The belief that you can handle hard things. That you don’t need to run. That setbacks don’t define you. That the pain will pass—and you’ll still be standing.
And just like in physical training, that muscle needs to be worked consistently. You don’t get it once and keep it forever. You keep coming back to difficulty. Voluntarily. Gradually.
And with every rep, you get stronger.
But Don’t Swing Too Far: Pain Isn’t the Goal
There’s a danger, though. Once you realize pain can be good, there’s a temptation to overcorrect.
You go from “I must avoid all discomfort” to “I must suffer every single day.”
You start thinking:
- “If I’m not in pain, I’m not growing.”
- “Real achievers grind 16 hours a day.”
- “Sleep is for the weak.”
You see this all the time in the “hustle” world, especially with male influencers.
Guys like David Goggins talk about running ultra-marathons barefoot, refusing water, going to war with their body every day.
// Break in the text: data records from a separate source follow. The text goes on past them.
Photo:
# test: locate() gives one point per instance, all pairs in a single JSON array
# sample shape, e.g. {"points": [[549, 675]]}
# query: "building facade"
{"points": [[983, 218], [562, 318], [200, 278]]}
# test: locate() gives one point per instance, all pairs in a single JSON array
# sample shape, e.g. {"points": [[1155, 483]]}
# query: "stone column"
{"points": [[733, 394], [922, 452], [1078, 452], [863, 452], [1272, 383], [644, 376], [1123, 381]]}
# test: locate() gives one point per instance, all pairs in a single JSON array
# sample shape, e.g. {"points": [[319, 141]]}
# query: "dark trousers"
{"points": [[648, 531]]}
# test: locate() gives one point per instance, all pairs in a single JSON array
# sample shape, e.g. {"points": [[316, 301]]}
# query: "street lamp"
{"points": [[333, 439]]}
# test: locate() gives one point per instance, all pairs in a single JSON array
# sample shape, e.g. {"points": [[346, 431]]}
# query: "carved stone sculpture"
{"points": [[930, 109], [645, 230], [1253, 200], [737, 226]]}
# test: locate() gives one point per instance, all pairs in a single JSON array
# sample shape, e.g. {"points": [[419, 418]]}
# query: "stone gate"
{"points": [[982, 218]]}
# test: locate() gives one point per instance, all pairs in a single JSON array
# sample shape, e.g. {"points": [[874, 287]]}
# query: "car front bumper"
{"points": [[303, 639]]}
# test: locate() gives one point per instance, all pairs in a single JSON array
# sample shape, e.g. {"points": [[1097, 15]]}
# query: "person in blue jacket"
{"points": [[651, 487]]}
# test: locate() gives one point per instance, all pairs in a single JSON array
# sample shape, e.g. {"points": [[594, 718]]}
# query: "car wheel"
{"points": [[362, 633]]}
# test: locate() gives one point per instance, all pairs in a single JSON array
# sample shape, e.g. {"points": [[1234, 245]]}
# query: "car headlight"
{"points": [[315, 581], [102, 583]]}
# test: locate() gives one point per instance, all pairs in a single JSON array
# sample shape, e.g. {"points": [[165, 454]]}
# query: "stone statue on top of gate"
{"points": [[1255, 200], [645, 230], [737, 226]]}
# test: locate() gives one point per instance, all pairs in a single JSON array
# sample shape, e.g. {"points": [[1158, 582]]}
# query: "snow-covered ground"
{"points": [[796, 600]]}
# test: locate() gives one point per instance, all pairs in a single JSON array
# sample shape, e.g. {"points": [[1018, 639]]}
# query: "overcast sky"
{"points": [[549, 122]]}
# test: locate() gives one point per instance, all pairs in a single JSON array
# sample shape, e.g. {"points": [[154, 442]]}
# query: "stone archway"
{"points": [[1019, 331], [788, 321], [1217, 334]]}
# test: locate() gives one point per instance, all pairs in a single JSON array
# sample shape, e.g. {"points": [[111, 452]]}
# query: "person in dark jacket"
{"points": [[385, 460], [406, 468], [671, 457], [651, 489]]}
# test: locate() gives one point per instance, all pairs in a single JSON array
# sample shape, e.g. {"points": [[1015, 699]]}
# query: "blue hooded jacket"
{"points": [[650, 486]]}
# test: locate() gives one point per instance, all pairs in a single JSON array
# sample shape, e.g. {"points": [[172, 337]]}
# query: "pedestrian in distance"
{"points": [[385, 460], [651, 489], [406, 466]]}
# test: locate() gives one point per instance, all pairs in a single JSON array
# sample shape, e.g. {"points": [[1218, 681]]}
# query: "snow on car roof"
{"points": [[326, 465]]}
And sure, there’s something powerful about mental toughness.
But pain for the sake of pain is not growth.
At some point, it’s just trauma.
I fell into this trap myself while preparing for my half-marathon. I overtrained. Ignored the signs. Pushed beyond reason. And it cost me six weeks of forced rest.
During the race, I pushed myself through the pain—but I did so knowing I was safe from long-term damage.
That’s the balance.
Push yourself. But recover.
Pain is a tool. Not a lifestyle.
This Also Applies to Love
This philosophy doesn’t just shape how we train or compete. It also shapes how we love.
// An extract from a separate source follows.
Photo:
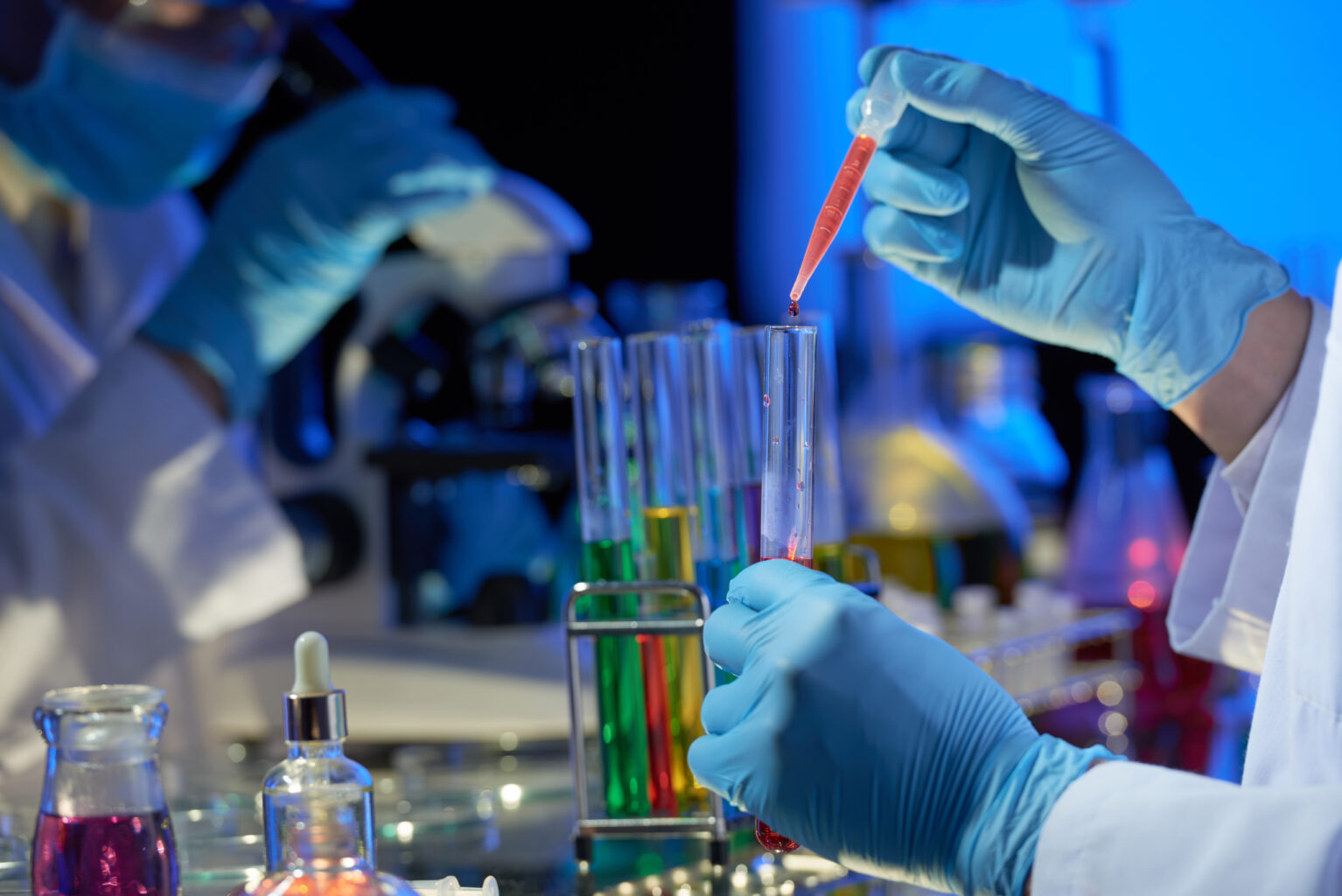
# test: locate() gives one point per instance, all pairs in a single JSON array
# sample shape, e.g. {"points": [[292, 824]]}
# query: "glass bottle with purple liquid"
{"points": [[103, 822]]}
I recently married Alessia, the love of my life. We have a beautiful, fulfilling relationship that I’m incredibly grateful for.

But let me be clear: That doesn’t mean it’s always been easy. What makes our relationship strong isn’t that we’ve avoided hardship.
It’s that we’ve gone through it—together.
We’ve had disagreements. We’ve had moments where we wanted very different things. She’s an extrovert. I’m an introvert. We have different needs, different emotional rhythms, and different ways of handling stress.
But when things got difficult, we didn’t walk away. We talked. We faced the discomfort. We had honest, sometimes painful conversations. And because of that, we grew closer—not despite the hard moments, but because of them.
So many people I speak to are waiting for a perfect relationship that never has any problems.
And when the first real challenge arises, they panic—and let go of something that could have become truly meaningful. But love isn’t about perfection.
It’s about willingness—to face things, to learn, to keep showing up.
Now, Alessia and I both know:
“If we could get through that, we’ll get through the next thing too.”
That confidence comes from the same place as it does in chess or life: Not from avoiding difficulty, but from growing through it.
What the Best in the World Do Differently
If there’s one thing I’ve learned, it’s this:
The biggest difference between high achievers and those who stay stuck isn’t whether they face hardship. It’s how they respond to it.
After Biel, I took time off. I even considered quitting, but I didn’t. That’s what made all the difference in the long run.
And that’s what experienced athletes do.
They don’t pretend pain doesn’t exist. They don’t let it crush them either.
Think of Olympic athletes. They might miss a medal by a fraction of a second in one event. And just two days later, they’re back competing—and winning.
That’s the difference. They bounce back. Quickly. Because they’ve trained that muscle. Over and over.
They trust themselves.
And that’s what you need to train too.
Final Thoughts
If you’re improving at something meaningful—chess, business, love, life—pain will find you.
Sometimes it’s physical. Sometimes emotional. Sometimes mental.
The goal isn’t to escape it. The goal is to be ready when it comes.
So:
- Stop chasing perfection.
- Stop avoiding mistakes.
- And stop believing that others have it easy.
Instead…
- Train your self-trust.
- Do hard things, on purpose.
- Recover with intention.
- And come back. Always come back.
Because the real difference between those who grow and those who stay stuck isn’t how many times they fall.
It’s how many times they come back—smarter, stronger, and still moving forward.